Retraite des agents Medicaux non titulaires : jusqu’à 3 500 € par mois
Les professionnels du secteur médical qui exercent en tant qu’agents non titulaires de l’État bénéficient d’avantages financiers importants, notamment en matière de retraite. Leur régime spécifique leur permet de percevoir une pension souvent comprise entre 2 500 € et 3 500 € par mois, ce qui dépasse largement la moyenne nationale. Ces montants résultent de cotisations régulières et de dispositifs complémentaires adaptés à leur statut.
Une pension de retraite pouvant atteindre 3 500 € : de qui s’agit-il ?

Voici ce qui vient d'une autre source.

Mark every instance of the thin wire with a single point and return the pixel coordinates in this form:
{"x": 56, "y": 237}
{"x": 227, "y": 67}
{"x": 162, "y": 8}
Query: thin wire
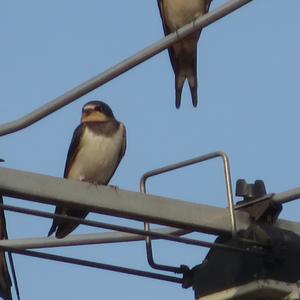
{"x": 131, "y": 230}
{"x": 92, "y": 264}
{"x": 121, "y": 67}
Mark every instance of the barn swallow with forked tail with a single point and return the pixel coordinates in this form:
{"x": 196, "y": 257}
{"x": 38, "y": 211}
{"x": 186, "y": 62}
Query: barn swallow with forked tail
{"x": 96, "y": 149}
{"x": 183, "y": 54}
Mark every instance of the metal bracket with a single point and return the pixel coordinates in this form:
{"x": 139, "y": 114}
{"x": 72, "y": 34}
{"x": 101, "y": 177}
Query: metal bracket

Une méthode de calcul basée sur les meilleures années de revenus
La pension de retraite des praticiens hospitaliers est également élevée grâce à la façon dont elle est calculée par la CNAV (Caisse Nationale d’Assurance Vieillesse). La pension de base est déterminée à partir de la moyenne des 25 meilleures années de revenus. Cette méthode avantage surtout ceux qui ont eu une carrière stable et bien rémunérée, leur permettant d’obtenir une pension plus élevée. Par ailleurs, le régime complémentaire de l’Ircantec prend en compte l’ensemble des cotisations versées tout au long de la carrière, assurant une retraite proportionnelle aux efforts de cotisation. Selon Groupe Pasteur Mutualité, cette combinaison de calculs explique pourquoi les pensions des praticiens hospitaliers sont souvent supérieures à celles d’autres professions.
Des régimes de retraite complémentaires avantageux
Les praticiens hospitaliers bénéficient de régimes complémentaires qui viennent compléter leur retraite. En tant qu’agents non titulaires, ils cotisent à l’Ircantec, une caisse à points. Chaque cotisation contribue à l’accumulation de droits pour la retraite, avec une valeur du point régulièrement revalorisée. Pour ceux exerçant aussi en libéral, la CARMF (Caisse Autonome de Retraite des Médecins de France) propose des dispositifs supplémentaires, comme les allocations supplémentaires de vieillesse (ASV) ou le régime invalidité-décès.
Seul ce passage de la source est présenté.